Why Defining What Your Brand Is Not Matters Just as Much as What It Is
When people think about branding, they usually focus on what they want their brand to be — modern, confident, playful, elevated, bold. And while that’s important, there’s another step that’s just as powerful (and often skipped): defining what your brand does not want to be.
Setting these boundaries creates clarity, speeds up design decisions, and protects your brand from drifting off course as it grows.
Brand Personality: The Foundation
Your brand personality is the overall feel people get when they interact with your business — through your visuals, messaging, website, or social media. It’s not about who you are as a person; it’s about how your brand shows up in the world.
Choosing a few intentional personality keywords helps guide everything from logo design to tone of voice. Words like confident, approachable, bold, or minimal immediately influence how your brand should look and sound.
But here’s the catch: without boundaries, these words can be interpreted in dozens of different ways.
That’s where the “don’t want to be” list comes in.
Why Defining What You Don’t Want Matters
A “don’t want to be” list is a simple but powerful branding tool. It helps you clearly state what feels wrong for your brand — visually, emotionally, and strategically.
This step:
Prevents off-brand design choices
Eliminates vague feedback like “I don’t like it, but I don’t know why”
Creates alignment between you and your designer
Makes decision-making faster and easier
Instead of only saying “I want my brand to feel elevated,” you’re also saying “I don’t want it to feel cheap, cluttered, or overly trendy.”
That clarity is gold.
Examples of “Don’t Want to Be” Brand Traits
Here are common traits many brands intentionally avoid:
Boring or generic
Trendy without intention
Overcomplicated or confusing
Salesy or pushy
Cheap or unpolished
Loud or cluttered
Cold or unapproachable
Too corporate
Too playful or too serious
Dated or forgettable
Overly formal or overly casual
Not every word will apply to every brand — and that’s the point.
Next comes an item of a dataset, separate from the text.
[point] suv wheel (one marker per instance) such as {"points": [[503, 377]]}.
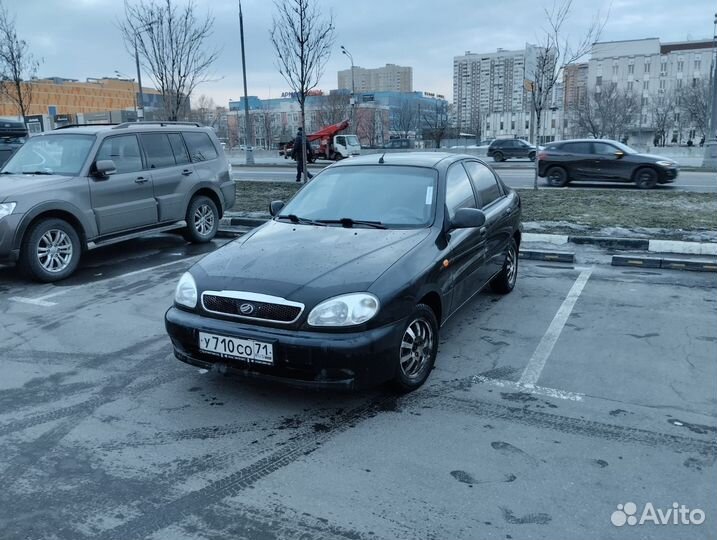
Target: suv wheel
{"points": [[646, 178], [417, 352], [202, 220], [50, 250]]}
The goal is to identify what doesn’t align with your vision.
How This Helps Your Brand (and Your Designer)
When you pair a clear brand personality with a “don’t want to be” list, you give your brand real guardrails.
For example:
If your brand is playful but not silly, that informs typography, color choices, and copy tone.
If your brand is professional but not corporate, that shapes layout, language, and visual hierarchy.
If your brand is minimal but not boring, that helps balance restraint with personality.
This makes collaboration smoother, revisions fewer, and results stronger.
How to Use This Exercise
When defining your brand personality:
Choose 3–5 personality keywords that describe how your brand should feel.
Review a “don’t want to be” list and circle anything that feels wrong.
Use both lists together as a reference for design, messaging, and content.
Your brand doesn’t need to be everything — it just needs to be intentional.
Final Thoughts
A strong brand isn’t just defined by what it is. It’s protected by what it refuses to be.
If you’ve ever struggled with inconsistent visuals, unclear feedback, or designs that feel almost right but not quite, this step may be exactly what’s missing.
Define your personality. Set your boundaries. And let your brand show up with confidence and clarity.